2.6 KiB
Backreferences in pattern: \N and \k
We can use the contents of capturing groups pattern:(...) not only in the result or in the replacement string, but also in the pattern itself.
Backreference by number: \N
A group can be referenced in the pattern using pattern:\N, where N is the group number.
To make clear why that's helpful, let's consider a task.

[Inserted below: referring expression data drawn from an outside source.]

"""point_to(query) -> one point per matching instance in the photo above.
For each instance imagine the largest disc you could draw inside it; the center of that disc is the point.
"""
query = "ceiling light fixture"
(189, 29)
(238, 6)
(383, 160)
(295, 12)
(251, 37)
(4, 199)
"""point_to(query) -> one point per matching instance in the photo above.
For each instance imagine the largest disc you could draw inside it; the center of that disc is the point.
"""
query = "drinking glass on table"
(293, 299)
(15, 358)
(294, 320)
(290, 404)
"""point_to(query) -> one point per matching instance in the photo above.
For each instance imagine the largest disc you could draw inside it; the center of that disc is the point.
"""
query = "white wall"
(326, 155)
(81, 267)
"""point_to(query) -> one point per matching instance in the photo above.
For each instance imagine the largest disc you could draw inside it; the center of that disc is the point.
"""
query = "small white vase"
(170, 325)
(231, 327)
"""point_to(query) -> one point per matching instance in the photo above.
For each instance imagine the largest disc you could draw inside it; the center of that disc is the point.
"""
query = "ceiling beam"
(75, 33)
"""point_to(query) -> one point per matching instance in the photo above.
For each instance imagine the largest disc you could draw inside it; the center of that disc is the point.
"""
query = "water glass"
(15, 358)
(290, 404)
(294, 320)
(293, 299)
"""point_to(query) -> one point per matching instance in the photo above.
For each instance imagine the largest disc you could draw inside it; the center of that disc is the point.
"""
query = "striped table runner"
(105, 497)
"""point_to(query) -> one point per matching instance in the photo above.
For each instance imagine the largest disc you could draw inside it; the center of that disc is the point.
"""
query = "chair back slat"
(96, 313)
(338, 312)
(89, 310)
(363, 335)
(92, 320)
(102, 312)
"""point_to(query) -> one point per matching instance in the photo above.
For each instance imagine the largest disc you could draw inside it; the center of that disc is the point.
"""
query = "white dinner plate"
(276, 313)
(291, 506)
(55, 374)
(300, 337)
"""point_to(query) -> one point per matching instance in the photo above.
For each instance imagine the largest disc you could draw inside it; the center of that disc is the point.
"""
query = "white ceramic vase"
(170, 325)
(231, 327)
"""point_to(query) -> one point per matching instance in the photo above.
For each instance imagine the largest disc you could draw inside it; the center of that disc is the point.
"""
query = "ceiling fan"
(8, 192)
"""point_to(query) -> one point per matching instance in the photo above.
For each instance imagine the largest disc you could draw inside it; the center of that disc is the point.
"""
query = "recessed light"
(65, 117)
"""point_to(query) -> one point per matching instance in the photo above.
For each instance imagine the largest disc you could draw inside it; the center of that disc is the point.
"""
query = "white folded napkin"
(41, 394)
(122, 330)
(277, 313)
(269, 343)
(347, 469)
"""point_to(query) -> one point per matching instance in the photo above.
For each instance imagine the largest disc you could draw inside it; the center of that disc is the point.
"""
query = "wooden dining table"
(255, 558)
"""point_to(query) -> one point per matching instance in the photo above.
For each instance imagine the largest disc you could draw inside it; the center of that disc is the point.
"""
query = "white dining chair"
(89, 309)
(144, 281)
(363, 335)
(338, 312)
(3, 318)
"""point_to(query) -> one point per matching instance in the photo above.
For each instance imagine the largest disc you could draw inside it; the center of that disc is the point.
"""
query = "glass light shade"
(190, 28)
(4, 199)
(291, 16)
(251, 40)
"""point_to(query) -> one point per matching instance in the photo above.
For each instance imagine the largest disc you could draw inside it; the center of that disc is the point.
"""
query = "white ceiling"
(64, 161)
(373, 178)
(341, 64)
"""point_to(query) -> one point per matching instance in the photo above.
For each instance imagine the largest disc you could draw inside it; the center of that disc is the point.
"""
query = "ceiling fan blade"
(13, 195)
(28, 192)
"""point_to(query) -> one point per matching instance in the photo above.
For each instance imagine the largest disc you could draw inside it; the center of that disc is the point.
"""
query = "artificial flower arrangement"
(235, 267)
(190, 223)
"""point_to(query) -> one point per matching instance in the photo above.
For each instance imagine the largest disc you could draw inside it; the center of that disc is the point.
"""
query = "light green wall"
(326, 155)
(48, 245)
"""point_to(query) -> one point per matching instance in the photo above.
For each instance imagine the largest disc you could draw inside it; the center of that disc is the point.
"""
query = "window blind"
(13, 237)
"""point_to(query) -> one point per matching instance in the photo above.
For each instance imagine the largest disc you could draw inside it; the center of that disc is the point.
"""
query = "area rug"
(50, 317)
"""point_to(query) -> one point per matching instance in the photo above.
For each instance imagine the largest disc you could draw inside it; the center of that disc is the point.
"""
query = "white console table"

We need to find quoted strings: either single-quoted subject:'...' or a double-quoted subject:"..." -- both variants should match.
How to find them?
We can put both kinds of quotes in the square brackets: pattern:['"](.*?)['"], but it would find strings with mixed quotes, like match:"...' and match:'...". That would lead to incorrect matches when one quote appears inside other ones, like in the string subject:"She's the one!":
let str = `He said: "She's the one!".`;
let regexp = /['"](.*?)['"]/g;
// The result is not what we'd like to have
alert( str.match(regexp) ); // "She'
As we can see, the pattern found an opening quote match:", then the text is consumed till the other quote match:', that closes the match.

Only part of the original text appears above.